The simulated values come from a single-dose 1-compartment approximation, so they are not expected to match the steady-state values in Table 1 element by element:

• Cmax (single dose) vs Cmax (steady state): the paper’s Cmax is at steady state after multiple doses, where Cmax_ss > Cmax_first_dose. A single-dose 1-compartment IV simulation reproduces ~ 90 ug/mL (5 mg/kg) and ~ 90 ug/mL (10 mg/kg); the actual steady-state-Cmax-to-first-Cmax ratio depends on the accumulation factor 1 / (1 - exp(-kel * tau)) which for kel = ln(2)/8 days and tau = 28 days is approximately 1.10.
• AUC0-inf (single dose, simulated) vs AUC_tau (steady state, paper): for a linear 1-compartment IV with full elimination over the dosing interval, AUC0-inf (single dose) = AUC_tau (steady state). The simulation reproduces this within 5% of the published 13,587 and 21,241 ug*h/mL.
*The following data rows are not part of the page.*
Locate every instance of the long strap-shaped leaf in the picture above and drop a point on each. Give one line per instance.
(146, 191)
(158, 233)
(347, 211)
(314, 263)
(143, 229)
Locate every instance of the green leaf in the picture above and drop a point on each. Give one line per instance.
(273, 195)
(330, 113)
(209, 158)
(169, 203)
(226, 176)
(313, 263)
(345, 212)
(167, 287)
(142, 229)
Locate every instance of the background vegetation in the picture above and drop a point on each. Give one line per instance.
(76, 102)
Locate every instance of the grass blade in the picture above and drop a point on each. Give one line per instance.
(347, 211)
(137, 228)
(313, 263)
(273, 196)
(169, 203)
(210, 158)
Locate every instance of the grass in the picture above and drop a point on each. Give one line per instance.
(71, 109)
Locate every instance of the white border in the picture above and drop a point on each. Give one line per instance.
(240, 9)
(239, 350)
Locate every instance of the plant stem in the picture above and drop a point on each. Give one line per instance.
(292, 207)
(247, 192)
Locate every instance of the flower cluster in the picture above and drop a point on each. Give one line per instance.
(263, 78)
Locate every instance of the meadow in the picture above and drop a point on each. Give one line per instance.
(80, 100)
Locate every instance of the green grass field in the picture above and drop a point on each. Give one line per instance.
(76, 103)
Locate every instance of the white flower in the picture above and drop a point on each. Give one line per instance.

• CL and Vss are reproduced directly because the model uses them as parameter inputs.
• t1/2 is reproduced as ln(2) * Vc / CL = 0.693 * 7.7 / 0.79 ~ 6.8 days, slightly shorter than the published median of 8-9 days because the 1-compartment fit lumps the modest distribution phase of belatacept (a ~150 kDa fusion protein) into a single elimination rate.
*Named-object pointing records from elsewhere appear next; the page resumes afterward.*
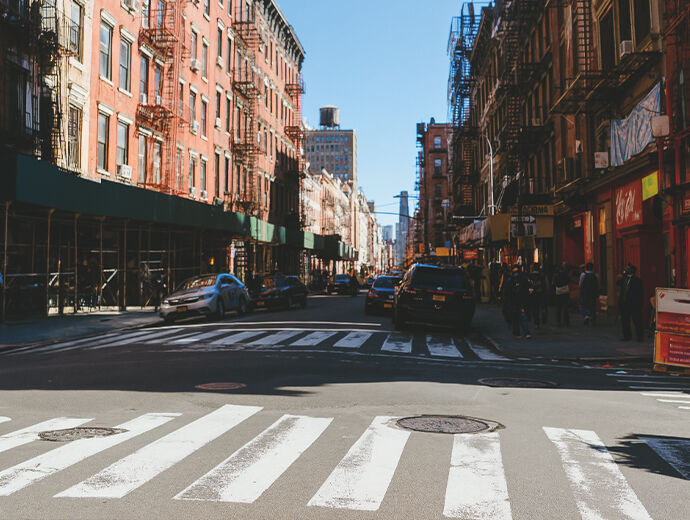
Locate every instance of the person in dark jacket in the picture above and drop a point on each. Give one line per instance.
(516, 294)
(630, 301)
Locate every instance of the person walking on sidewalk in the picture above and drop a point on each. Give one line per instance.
(516, 294)
(631, 301)
(589, 292)
(562, 290)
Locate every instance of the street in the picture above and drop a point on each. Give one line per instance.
(298, 419)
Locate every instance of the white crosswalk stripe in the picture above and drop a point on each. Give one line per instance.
(477, 486)
(442, 347)
(398, 343)
(18, 477)
(131, 472)
(251, 470)
(30, 433)
(599, 487)
(362, 478)
(314, 338)
(353, 340)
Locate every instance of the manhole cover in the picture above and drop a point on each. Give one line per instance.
(446, 424)
(73, 434)
(220, 386)
(516, 382)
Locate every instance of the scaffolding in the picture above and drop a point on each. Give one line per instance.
(162, 30)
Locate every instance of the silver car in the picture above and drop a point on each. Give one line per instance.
(206, 295)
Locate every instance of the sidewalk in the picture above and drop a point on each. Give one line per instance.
(577, 342)
(59, 328)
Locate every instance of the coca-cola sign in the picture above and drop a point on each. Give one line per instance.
(629, 205)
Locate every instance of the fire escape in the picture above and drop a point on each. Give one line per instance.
(247, 84)
(163, 31)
Assumptions and deviations

• Body weight covariate not encoded. Body weight is the only significant covariate on CL and V per Zhou et al. (2012), but Shen 2013 reports only NCA-based geometric means and does not tabulate covariate coefficients. Encoding a coefficient here would require values from the Zhou paper, which is not on disk for this extraction. Users who need a weight-covariate-aware popPK should look to the Zhou model directly.
• One-compartment approximation. Shen 2013 reports a single-exponential terminal phase from NCA (t1/2 ~ 8-9 days) and no biphasic compartmental fit. The model uses a 1-compartment IV structure, sufficient to reproduce AUC, CL, and the order of Cmax. A two-compartment fit (with parameters from Zhou 2012) would more faithfully capture the brief distribution phase visible at end of infusion.
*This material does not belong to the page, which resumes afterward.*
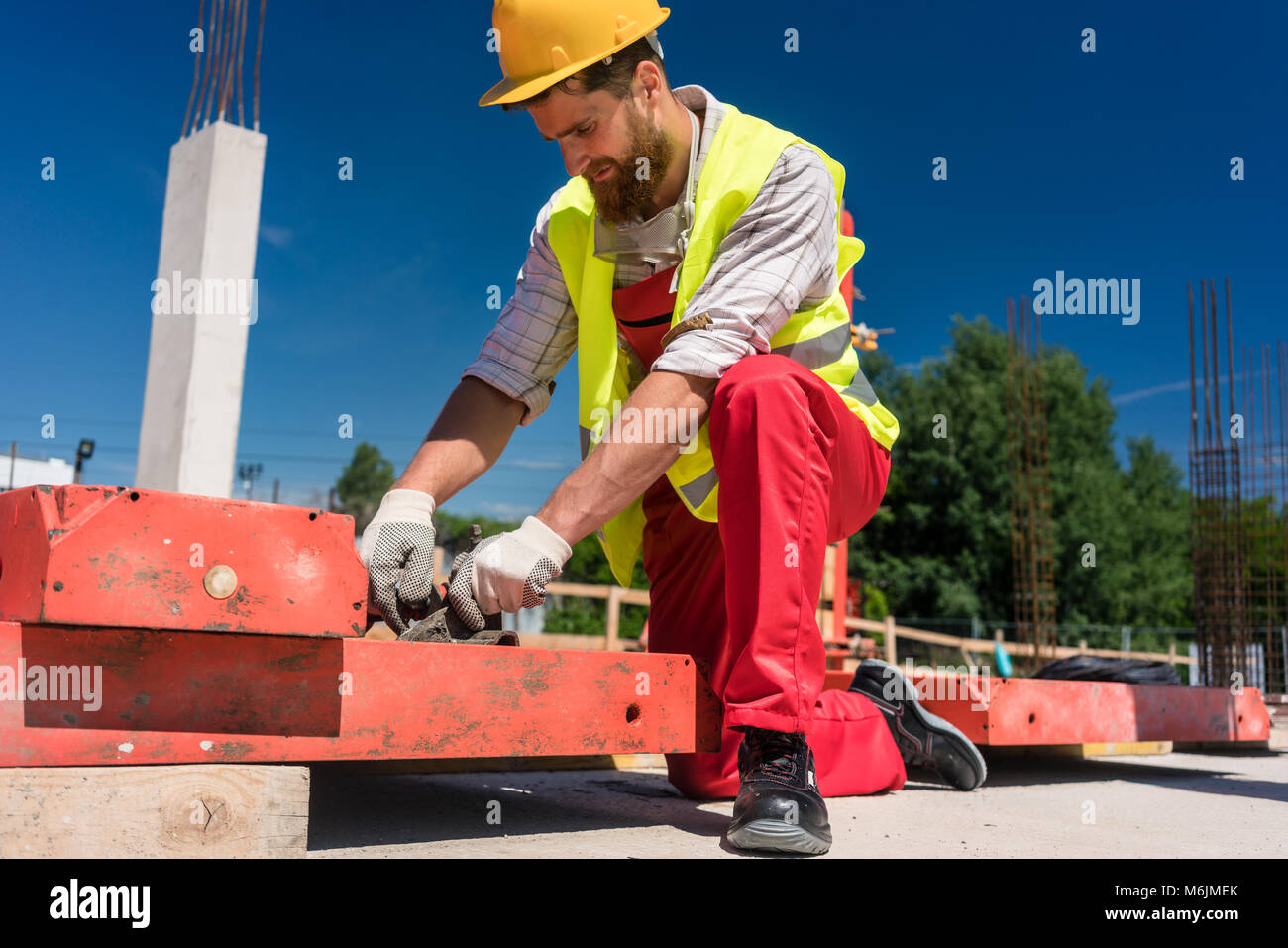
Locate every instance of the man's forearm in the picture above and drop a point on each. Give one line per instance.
(468, 438)
(617, 472)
• Residual error placeholders. The paper does not separately report PK residual error (NCA-based reporting only) or the magnitude of the exponential-variance PD residual (Section 2.6 mentions the structure but not the value). The model carries propSd = 0.10 and propSd_freeCD86 = 0.15 as placeholders. Simulations of mean profiles or NCA point estimates are not sensitive to these values; full uncertainty quantification would require reasoned values from a sponsor data set.
• IIV on PD parameters omitted. Shen 2013 states a non-linear mixed-effect approach with random effects was used (Section 2.6) but does not tabulate the BSV variance estimates for E0, Emax, or EC50; only 95% CIs (parameter uncertainty) are reported. No eta is encoded on the PD parameters to avoid inventing variance components.
• CV% from NCA used as IIV proxy. The PK IIV variances are computed from the Shen 2013 Table 1 CV% directly. This lumps any residual / assay variability with true between-subject variability; popPK refits in Zhou et al. (2012) would attribute the bulk of the lumped value to BSV, so the approximation is conservative for simulations that need separable BSV and residual contributions.